The resources for this dataset can be found at https://www.openml.org/d/40900

Author: Markus Goldstein  
Source: [Dataverse](http://www.madm.eu/downloads https://dataverse.harvard.edu/dataset.xhtml?persistentId=doi:10.7910/DVN/OPQMVF)  
Please cite:   

The satellite dataset comprises of features extracted from satellite observations. In particular, each image was taken under four different light wavelength, two in visible light (green and red) and two infrared images. The task of the original dataset is to classify the image into the soil category of the observed region. 

### Classes
We defined the soil classes “red soil”, “gray soil”, “damp gray soil” and “very damp gray soil” as the normal class. From the semantically different classes “cotton crop” and “soil with vegetation stubble” anomalies are sampled. 

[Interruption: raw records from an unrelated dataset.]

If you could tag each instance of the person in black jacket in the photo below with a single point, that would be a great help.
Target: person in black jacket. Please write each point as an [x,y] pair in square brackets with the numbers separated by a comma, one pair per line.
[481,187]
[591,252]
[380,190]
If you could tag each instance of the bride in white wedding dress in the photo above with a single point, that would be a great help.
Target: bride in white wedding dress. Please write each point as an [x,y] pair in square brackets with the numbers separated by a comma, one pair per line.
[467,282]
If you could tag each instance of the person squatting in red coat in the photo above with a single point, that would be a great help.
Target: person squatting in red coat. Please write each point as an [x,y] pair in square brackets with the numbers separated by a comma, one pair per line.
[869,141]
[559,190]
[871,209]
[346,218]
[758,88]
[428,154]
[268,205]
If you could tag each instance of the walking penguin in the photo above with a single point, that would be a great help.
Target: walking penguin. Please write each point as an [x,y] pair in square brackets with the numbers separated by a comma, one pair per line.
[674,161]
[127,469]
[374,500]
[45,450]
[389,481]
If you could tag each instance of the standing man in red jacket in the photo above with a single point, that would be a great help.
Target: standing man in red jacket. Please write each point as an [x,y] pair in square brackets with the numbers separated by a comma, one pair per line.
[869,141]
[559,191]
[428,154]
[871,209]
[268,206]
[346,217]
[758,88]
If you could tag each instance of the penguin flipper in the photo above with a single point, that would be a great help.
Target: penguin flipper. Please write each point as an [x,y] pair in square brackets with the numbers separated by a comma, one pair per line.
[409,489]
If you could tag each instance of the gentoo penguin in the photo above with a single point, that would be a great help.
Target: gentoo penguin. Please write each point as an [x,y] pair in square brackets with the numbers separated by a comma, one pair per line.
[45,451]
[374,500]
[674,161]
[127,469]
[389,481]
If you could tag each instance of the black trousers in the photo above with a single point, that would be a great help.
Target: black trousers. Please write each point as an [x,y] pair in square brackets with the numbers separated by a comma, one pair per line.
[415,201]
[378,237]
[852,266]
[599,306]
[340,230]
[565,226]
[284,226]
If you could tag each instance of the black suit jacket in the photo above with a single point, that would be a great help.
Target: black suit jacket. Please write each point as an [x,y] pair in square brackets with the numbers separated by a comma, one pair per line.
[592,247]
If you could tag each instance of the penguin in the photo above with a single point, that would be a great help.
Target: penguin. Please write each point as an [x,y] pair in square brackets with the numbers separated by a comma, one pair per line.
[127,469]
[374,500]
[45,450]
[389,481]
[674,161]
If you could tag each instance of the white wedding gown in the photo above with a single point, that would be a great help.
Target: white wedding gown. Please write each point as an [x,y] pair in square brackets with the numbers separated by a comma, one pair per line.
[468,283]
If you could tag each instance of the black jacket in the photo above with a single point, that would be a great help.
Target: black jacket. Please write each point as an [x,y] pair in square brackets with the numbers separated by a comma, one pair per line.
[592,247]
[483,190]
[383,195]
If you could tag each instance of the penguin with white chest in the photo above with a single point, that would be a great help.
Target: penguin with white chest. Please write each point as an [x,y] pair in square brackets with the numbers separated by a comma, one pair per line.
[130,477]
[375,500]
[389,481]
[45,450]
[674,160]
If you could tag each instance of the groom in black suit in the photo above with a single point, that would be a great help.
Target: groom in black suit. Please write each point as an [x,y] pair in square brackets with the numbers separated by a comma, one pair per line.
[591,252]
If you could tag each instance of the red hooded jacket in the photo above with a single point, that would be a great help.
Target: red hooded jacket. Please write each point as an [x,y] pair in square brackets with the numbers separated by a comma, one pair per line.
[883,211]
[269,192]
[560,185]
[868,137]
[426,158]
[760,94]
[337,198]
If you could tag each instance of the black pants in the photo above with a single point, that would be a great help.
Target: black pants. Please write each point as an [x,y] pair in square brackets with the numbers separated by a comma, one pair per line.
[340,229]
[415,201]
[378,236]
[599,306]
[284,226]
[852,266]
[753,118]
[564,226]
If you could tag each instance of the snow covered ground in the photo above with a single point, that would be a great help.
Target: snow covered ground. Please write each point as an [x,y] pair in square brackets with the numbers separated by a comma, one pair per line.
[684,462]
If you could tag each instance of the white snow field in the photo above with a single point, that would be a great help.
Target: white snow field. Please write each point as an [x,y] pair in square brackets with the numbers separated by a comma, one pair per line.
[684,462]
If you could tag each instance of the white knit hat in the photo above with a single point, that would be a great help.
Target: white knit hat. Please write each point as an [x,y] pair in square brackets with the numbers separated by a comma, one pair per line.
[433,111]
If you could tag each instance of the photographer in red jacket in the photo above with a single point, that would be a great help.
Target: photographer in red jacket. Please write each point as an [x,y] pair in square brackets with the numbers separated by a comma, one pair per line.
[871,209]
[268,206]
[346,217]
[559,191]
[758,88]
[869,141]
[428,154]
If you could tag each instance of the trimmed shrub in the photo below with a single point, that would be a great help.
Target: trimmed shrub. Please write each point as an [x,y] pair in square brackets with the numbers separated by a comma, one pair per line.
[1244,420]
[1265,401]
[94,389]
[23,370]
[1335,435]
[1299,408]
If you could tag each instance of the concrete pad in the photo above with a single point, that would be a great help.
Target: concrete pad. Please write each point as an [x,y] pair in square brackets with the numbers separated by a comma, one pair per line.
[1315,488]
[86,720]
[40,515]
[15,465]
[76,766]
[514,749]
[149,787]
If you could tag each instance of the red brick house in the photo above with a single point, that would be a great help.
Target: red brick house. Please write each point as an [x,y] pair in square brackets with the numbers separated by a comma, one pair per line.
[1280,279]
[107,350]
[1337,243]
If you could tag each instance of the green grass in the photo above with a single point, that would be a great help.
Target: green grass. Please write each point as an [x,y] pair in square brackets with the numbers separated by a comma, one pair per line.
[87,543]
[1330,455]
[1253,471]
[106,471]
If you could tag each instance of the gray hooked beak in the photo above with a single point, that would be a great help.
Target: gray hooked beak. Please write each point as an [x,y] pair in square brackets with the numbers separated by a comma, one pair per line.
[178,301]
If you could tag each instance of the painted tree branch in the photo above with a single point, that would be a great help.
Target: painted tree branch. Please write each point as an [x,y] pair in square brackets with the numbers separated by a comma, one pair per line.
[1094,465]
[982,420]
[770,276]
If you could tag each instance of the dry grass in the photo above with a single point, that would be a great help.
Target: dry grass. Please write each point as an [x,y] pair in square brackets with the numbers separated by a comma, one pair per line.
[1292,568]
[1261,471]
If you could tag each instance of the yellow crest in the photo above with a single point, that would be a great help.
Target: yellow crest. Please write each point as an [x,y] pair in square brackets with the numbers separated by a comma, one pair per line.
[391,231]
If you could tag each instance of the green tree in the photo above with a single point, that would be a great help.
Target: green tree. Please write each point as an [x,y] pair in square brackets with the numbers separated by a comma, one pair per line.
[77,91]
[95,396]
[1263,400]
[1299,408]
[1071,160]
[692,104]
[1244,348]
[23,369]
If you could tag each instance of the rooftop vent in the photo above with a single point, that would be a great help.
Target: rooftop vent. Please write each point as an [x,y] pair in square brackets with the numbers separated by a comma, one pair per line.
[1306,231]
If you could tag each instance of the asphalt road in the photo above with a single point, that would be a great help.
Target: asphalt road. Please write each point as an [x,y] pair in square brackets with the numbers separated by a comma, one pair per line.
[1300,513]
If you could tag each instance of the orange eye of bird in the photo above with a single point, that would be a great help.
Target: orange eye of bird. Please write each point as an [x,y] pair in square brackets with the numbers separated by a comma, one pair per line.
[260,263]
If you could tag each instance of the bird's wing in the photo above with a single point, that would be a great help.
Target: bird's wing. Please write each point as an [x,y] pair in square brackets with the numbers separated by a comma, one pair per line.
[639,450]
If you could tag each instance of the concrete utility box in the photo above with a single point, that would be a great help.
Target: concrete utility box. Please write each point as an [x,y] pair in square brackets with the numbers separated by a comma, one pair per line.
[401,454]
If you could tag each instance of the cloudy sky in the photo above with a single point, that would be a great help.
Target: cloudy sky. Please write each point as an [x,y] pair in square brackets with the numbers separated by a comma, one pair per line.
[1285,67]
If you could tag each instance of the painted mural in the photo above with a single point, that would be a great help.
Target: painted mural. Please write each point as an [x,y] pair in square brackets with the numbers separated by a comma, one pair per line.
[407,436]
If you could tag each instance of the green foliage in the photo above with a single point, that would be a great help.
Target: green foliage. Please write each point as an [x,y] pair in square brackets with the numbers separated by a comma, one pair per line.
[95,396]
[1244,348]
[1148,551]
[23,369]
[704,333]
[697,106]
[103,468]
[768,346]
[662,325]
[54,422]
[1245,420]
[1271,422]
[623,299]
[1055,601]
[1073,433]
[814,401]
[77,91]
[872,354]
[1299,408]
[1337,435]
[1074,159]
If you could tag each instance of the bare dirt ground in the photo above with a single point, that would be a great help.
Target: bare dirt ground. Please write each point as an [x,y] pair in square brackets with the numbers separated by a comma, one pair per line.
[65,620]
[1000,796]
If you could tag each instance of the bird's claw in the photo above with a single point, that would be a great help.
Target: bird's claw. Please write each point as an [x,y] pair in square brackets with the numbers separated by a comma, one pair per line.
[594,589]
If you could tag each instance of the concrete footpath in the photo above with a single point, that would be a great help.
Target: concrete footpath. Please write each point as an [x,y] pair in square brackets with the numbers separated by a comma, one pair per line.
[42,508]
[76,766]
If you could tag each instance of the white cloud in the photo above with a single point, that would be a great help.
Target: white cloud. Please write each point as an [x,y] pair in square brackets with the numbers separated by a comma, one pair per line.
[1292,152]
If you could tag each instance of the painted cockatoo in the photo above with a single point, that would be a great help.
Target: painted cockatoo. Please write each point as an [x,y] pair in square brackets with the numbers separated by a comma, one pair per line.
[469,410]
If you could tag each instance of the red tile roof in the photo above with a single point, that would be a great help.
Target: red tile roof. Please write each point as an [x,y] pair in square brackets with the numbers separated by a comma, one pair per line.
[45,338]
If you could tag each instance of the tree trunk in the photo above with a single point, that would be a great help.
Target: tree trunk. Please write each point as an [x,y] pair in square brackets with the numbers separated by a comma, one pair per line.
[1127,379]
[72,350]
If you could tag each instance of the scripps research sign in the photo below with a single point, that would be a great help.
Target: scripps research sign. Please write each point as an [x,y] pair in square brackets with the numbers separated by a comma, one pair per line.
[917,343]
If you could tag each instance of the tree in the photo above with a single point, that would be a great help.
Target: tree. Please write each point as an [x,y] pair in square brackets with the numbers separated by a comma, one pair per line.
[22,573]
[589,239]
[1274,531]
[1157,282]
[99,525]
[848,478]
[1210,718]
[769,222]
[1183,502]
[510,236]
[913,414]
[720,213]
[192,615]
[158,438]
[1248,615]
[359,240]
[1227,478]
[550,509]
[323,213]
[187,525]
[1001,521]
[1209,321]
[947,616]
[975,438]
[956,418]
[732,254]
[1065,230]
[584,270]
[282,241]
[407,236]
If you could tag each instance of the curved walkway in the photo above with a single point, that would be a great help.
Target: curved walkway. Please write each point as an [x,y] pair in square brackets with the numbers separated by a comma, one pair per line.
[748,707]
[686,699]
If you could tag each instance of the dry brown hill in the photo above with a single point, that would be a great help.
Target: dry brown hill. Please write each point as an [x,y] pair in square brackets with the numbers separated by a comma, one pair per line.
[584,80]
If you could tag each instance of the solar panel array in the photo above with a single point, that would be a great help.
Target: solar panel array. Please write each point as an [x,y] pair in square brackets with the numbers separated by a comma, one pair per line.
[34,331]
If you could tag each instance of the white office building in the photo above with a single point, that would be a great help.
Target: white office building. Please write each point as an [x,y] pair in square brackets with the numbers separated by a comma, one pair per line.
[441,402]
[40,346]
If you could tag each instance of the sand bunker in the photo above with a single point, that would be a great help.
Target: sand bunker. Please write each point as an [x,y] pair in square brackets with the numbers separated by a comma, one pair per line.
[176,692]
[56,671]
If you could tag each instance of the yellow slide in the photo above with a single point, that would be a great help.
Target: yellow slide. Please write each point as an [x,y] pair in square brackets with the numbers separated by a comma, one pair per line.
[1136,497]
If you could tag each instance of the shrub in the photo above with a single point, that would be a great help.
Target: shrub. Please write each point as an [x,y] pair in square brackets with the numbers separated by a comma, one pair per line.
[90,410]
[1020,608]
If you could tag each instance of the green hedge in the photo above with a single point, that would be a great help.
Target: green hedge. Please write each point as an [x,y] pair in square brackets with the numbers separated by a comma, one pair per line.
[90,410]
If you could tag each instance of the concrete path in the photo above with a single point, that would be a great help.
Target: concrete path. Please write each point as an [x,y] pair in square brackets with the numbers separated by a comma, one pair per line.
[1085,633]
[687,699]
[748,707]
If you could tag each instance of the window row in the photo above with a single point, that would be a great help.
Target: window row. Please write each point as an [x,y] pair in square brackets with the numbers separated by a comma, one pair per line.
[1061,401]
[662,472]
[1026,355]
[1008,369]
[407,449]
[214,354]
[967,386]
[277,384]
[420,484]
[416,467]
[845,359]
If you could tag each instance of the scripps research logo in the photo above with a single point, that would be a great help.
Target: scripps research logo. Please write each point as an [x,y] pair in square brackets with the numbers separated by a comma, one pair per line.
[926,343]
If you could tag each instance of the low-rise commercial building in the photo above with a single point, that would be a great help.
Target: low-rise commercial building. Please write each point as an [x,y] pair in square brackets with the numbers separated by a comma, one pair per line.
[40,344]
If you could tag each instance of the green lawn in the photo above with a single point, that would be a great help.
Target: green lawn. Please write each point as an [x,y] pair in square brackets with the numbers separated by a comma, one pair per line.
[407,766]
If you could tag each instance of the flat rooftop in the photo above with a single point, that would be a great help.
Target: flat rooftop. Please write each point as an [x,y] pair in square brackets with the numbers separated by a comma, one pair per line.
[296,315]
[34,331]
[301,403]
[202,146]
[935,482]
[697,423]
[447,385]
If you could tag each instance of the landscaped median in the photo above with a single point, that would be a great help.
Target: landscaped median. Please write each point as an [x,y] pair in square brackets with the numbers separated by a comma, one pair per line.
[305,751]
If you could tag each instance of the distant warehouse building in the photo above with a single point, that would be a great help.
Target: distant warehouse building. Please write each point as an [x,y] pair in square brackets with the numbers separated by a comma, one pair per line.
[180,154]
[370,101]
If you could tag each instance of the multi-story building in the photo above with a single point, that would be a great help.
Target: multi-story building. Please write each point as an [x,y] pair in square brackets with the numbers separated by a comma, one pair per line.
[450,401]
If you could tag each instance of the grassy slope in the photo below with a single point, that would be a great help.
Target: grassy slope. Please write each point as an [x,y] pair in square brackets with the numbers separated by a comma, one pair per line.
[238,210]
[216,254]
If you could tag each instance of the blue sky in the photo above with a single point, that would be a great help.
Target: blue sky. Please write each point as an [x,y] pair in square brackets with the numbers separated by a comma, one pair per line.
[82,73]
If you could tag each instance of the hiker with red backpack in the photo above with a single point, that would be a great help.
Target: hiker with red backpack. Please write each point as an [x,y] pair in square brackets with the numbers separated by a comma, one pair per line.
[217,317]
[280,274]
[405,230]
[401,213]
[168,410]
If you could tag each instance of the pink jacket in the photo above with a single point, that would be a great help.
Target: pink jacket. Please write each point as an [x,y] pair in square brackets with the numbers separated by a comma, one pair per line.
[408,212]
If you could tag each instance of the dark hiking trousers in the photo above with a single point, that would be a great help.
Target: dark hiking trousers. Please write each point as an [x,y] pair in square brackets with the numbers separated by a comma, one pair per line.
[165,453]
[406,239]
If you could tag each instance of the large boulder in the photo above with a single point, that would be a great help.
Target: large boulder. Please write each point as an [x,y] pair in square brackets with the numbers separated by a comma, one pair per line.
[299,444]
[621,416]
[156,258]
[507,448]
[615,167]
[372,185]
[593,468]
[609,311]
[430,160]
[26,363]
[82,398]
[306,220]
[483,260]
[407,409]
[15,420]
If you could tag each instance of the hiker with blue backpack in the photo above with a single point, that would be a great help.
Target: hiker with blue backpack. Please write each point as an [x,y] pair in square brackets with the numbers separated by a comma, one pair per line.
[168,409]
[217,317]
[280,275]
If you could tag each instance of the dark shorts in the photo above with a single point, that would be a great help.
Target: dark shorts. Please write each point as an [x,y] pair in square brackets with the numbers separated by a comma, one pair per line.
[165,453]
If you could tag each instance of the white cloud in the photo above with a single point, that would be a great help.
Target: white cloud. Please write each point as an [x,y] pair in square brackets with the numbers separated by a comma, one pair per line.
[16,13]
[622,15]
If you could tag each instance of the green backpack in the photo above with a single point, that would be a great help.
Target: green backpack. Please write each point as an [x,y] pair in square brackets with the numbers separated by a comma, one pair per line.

After merging the original training and test set into a single dataset, the resulting dataset contains 5,025 normal instances as well as 75 randomly sampled anomalies (1.49%) with 36 dimensions 

### Relevant Papers

Goldstein, Markus, and Seiichi Uchida. A comparative evaluation of unsupervised anomaly detection algorithms for multivariate data." PloS one 11.4 (2016): e0152173 

This dataset is not the original dataset. The target variable 'Target' is relabeled into 'Normal' and 'Anomaly'